Rabbia e orgoglio

Sembriamo un po’ così. Dei robot che inseguono i tamponi rapidi (inaffidabili, perché ormai è chiaro che i falsi negativi sono tantissimi) e ogni ogni tanto cerchiamo disperatamente di farci un molecolare. Che è ormai un miraggio e, quando per miracolo lo raggiungiamo, lo vediamo come se incontrassimo Stephen Hawking e Rita Levi Montalcini in persona […]

(DI CINZIA MONTEVERDI – ilfattoquotidiano.it) – Difficile descrivere l’incubo che stiamo vivendo. Siamo fondamentalmente un gregge di pecore lasciate libere per festeggiare il Natale e il nuovo anno che arriva senza alcuna certezza, ma in nome dell’economia. Il virus avanza, dunque la natura fa il suo corso e noi, poveretti, seppur in gran parte vaccinati, siamo vittime di contagi che si moltiplicano, con conseguenti quarantene e vuoto delle istituzioni.

Mi viene naturale pensare a un grande film: Il Dormiglione di Woody Allen, dove chi cercava modestamente un senso nella vita – il nostro Woody e la meravigliosa Diane Keaton – era considerato un rivoluzionario e tutti gli altri erano robot che applicavano procedure quotidiane prestabilite fino ad arrivare all’orgasmometro. Sembriamo un po’ così. Dei robot che inseguono i tamponi rapidi (inaffidabili, perché ormai è chiaro che i falsi negativi sono tantissimi) e ogni ogni tanto cerchiamo disperatamente di farci un molecolare. Che è ormai un miraggio e, quando per miracolo lo raggiungiamo, lo vediamo come se incontrassimo Stephen Hawking e Rita Levi Montalcini in persona.

Intanto, se solleviamo (o abbassiamo) lo sguardo sulla politica, non abbiamo la più pallida idea se – in base a promesse o a desideri – il nostro presidente del Consiglio sarà ancora al governo o diventerà presidente della Repubblica. In mezzo alla guerra dei tamponi che non funzionano, siamo in attesa di capire chi ci guiderà e la decisione è dettata da un altro gregge, quello che siede in Parlamento. Siamo messi bene? Non mi pare proprio. Siamo forse convinti di esserlo. Siamo solo pecore. Io credo fortemente nella scienza. Sono vaccinata già con terza dose, anche se per un errore di registrazione ancora non mi è arrivato il Green pass aggiornato: poca cosa. Però registro code infinite per il tampone rapido (ripeto: inaffidabile) al costo di 10 euro (come minimo) e per il tampone molecolare privato al costo di 90-100 euro. Ma cosa stiamo facendo? Stiamo ingrassando un sistema che non ha la minima idea di dove va e dove ci porta. I tamponi molecolari arrivano palesemente in ritardo. C’è un plotone di gente positiva che vaga in giro festeggiando sui rapidi falsi negativi. E gente positiva al rapido che attende giorni e giorni una chiamata delle istituzioni per capire la procedura da seguire (e spesso continua a esibire il Green pass che nessuno le revoca).

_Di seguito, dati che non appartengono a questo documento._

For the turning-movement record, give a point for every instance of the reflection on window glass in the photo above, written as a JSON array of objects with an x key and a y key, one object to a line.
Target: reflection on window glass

Il governo e il supercommissario Figliuolo non hanno la più pallida idea di che diavolo ci sta capitando e ci capiterà: annunciano piani straordinari che resteranno lettera morta. Il presidente del Consiglio non sa neppure chi sarà e cosa farà a febbraio. Nel contempo la Sanità è al collasso: se vi sembra giusto che i medici curanti non rispondano o facciano diagnosi da remoto, vuol dire che siamo già nel film Il Dormiglione.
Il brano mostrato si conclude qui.